La prossima settimana sarà quella della consegna del parere definitivo del Politecnico di Torino sui flussi di traffico da e per lo stadio. Un ritardo dovuto ad un supplemento di lavoro chiesto dal Comune all'istituto piemontese, che in queste ore sta esaminando il Piano Urbano della Mobilità Sostenibile predisposto dagli uffici capitolini. Un piano a dire il vero ancora non del tutto ultimato e che chiarirà quali saranno le scelte strategiche dell'amministrazione di Virginia Raggi in tema di mobilità. Nodo diverso da quello della viabilità (qui in sostanza non si parla tanto di ponti quanto più di trasporto pubblico) e che implica anche la definizione dei rapporti con altre istituzioni, in particolare Città Metropolitana e Regione. Il tutto però con la consapevolezza che l'aria sembra essere più che positiva.

Come confermato ieri dal presidente dell'Assemblea Capitolina, Marcello De Vito. «A stretto giro avremo questa relazione da parte del Politecnico di Torino – ha detto De Vito a Radio Radio - che speriamo fughi in maniera definitiva qualsiasi dubbio sull'impatto sulla sostenibilità sulla mobilità dell'opera». Una speranza che nasconde forse una certezza, visto che a quanto ci risulta, questa volta, il Politecnico ha lavorato in simbiosi con i tecnici dell'Assessore Luca Montuori, proprio per evitare spiacevoli sorprese o, per certi versi peggio, sconfinamenti rispetto al mandato conferito. Non che questo possa cambiare di molto la situazione. La palla è da mesi nelle mani dell'amministrazione di Roma Capitale, che dovrebbe sentirsi già forte della decisione dello scorso anno della Conferenza dei Servizi Decisoria. Decisione mai messa in discussione da nessuno, tanto mai dalla Procura di Roma, che anzi ha più volte ribadito come i fatti che vedono coinvolti Luca Parnasi ed i suoi più stretti collaboratori, non riguardino in alcun modo l'iter di approvazione del progetto stadio. Ma la sindaca Raggi ha preferito cercare un ulteriore ombrello sotto cui proteggersi. Ed ecco il Politecnico di Torino.
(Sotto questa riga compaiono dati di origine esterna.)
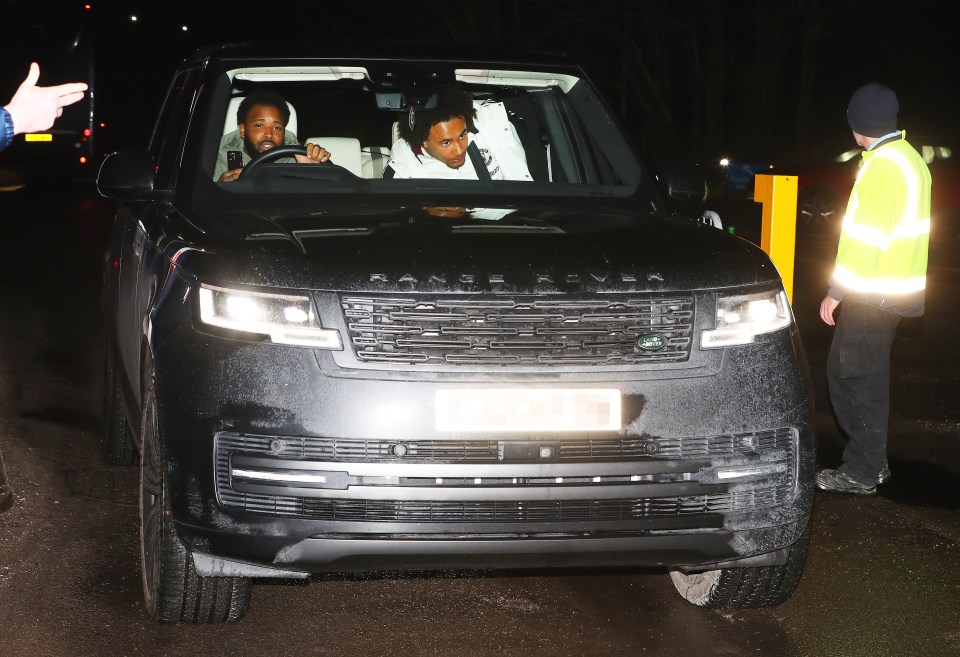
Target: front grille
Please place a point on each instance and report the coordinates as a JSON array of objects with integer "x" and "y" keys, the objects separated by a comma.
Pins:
[
  {"x": 519, "y": 332},
  {"x": 555, "y": 511},
  {"x": 671, "y": 453},
  {"x": 478, "y": 451}
]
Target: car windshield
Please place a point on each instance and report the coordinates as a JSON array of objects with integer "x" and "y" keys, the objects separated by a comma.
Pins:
[{"x": 538, "y": 133}]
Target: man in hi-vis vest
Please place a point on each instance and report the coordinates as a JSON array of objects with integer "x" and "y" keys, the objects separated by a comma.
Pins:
[{"x": 880, "y": 276}]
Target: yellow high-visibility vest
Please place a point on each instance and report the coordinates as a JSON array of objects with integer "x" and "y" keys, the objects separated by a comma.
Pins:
[{"x": 886, "y": 228}]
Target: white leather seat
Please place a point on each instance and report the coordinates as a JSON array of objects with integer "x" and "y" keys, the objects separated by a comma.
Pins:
[
  {"x": 373, "y": 160},
  {"x": 230, "y": 121},
  {"x": 344, "y": 152}
]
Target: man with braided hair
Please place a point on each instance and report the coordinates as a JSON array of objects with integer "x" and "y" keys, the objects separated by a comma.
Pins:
[{"x": 459, "y": 138}]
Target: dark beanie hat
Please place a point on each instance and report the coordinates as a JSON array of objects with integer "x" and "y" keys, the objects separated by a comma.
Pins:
[{"x": 872, "y": 111}]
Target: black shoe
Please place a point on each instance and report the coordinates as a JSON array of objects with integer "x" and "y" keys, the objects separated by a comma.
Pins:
[
  {"x": 837, "y": 482},
  {"x": 884, "y": 473}
]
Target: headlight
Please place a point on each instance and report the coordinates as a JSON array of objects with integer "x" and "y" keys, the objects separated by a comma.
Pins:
[
  {"x": 742, "y": 317},
  {"x": 284, "y": 318}
]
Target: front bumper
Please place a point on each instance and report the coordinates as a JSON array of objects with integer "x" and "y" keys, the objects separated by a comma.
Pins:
[{"x": 276, "y": 462}]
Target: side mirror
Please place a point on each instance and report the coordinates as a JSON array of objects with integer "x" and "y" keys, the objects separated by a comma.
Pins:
[
  {"x": 127, "y": 175},
  {"x": 683, "y": 181}
]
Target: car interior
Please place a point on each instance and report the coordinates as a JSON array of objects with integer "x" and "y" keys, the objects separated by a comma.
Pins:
[{"x": 355, "y": 119}]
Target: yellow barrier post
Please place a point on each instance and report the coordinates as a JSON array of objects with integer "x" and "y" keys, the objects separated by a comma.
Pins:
[{"x": 778, "y": 233}]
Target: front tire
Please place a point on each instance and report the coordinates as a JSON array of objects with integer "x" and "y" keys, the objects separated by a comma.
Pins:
[
  {"x": 173, "y": 592},
  {"x": 742, "y": 588}
]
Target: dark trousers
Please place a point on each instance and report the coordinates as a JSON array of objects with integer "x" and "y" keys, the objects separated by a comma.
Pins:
[{"x": 858, "y": 374}]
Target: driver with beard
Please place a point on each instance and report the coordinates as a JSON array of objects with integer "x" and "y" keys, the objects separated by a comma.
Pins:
[{"x": 261, "y": 125}]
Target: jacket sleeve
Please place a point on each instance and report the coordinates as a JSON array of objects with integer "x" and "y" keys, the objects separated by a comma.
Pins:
[{"x": 6, "y": 128}]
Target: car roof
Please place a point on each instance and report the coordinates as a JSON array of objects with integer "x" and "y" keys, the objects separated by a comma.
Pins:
[{"x": 374, "y": 51}]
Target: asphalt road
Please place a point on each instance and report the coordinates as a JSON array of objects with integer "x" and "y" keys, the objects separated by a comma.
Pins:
[{"x": 882, "y": 577}]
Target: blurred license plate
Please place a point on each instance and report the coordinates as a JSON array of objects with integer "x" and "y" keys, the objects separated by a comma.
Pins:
[{"x": 526, "y": 409}]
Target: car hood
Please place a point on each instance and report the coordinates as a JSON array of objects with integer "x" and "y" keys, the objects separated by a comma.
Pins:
[{"x": 536, "y": 250}]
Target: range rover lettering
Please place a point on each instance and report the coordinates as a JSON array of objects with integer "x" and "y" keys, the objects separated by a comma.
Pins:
[{"x": 357, "y": 330}]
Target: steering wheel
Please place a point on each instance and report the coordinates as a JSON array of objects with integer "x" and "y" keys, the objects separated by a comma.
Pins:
[{"x": 287, "y": 150}]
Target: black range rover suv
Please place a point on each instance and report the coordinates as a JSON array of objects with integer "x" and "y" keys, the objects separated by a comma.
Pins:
[{"x": 319, "y": 369}]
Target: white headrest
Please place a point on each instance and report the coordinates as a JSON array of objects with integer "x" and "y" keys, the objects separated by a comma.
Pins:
[
  {"x": 344, "y": 152},
  {"x": 230, "y": 122}
]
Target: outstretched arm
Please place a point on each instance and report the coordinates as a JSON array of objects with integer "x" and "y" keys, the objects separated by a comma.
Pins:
[{"x": 34, "y": 108}]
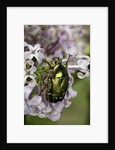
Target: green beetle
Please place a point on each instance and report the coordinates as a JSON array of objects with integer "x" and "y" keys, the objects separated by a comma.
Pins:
[{"x": 57, "y": 81}]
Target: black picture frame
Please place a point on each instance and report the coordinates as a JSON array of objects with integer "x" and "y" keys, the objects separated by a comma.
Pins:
[{"x": 3, "y": 137}]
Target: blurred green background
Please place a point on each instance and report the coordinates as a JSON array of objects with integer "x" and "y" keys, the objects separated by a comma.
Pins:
[{"x": 79, "y": 111}]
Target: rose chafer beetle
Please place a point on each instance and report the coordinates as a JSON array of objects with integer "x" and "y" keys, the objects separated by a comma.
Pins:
[{"x": 57, "y": 81}]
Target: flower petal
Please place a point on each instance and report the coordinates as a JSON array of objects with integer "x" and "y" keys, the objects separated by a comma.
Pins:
[
  {"x": 27, "y": 91},
  {"x": 58, "y": 106},
  {"x": 35, "y": 101},
  {"x": 54, "y": 116}
]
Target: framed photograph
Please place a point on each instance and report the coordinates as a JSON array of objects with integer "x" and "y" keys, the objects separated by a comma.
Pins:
[{"x": 57, "y": 75}]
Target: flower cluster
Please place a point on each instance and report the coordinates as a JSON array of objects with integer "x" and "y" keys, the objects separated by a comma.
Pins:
[{"x": 43, "y": 42}]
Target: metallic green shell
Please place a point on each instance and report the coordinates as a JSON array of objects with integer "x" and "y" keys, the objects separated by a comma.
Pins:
[{"x": 57, "y": 84}]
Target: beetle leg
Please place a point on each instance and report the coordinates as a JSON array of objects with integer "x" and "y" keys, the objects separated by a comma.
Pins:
[{"x": 64, "y": 84}]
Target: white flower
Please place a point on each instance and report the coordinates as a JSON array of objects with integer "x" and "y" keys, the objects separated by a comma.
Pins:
[
  {"x": 37, "y": 105},
  {"x": 77, "y": 62},
  {"x": 35, "y": 51}
]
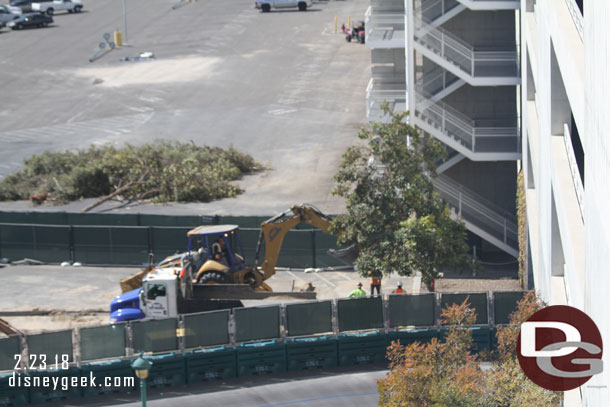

L'attesa è però per ciò che avverrà dopo, quando l'Assemblea Capitolina dovrà approvare la Variante al Piano Regolatore Generale della città. Come ammesso ancora da De Vito. «In seguito – ha detto - ci auguriamo di dar corso all'ultimo atto che peraltro è il completamento della procedura di dichiarazione di pubblico interesse che già facemmo con una precedente delibera, con la quale noi pensiamo di aver migliorato il progetto che abbiamo ereditato in corsa, riducendo in maniera importante l'impatto che avrà sul territorio con un abbattimento di circa la metà dei metri cubi, e soprattutto quello che verrà costruito sarà fatto in maniera davvero sostenibile con opere importanti per la città». «Penso, ad esempio – ha quindi aggiunto il presidente dell'Assemblea Capitolina - all'intervento del fosso Vallerano, zona che notoriamente si allaga. Quindi speriamo che questo possa davvero chiudersi in tempi rapidi». Ecco ancora la speranza di De Vito. Ci auguriamo si tratti di qualcosa di più di una speranza.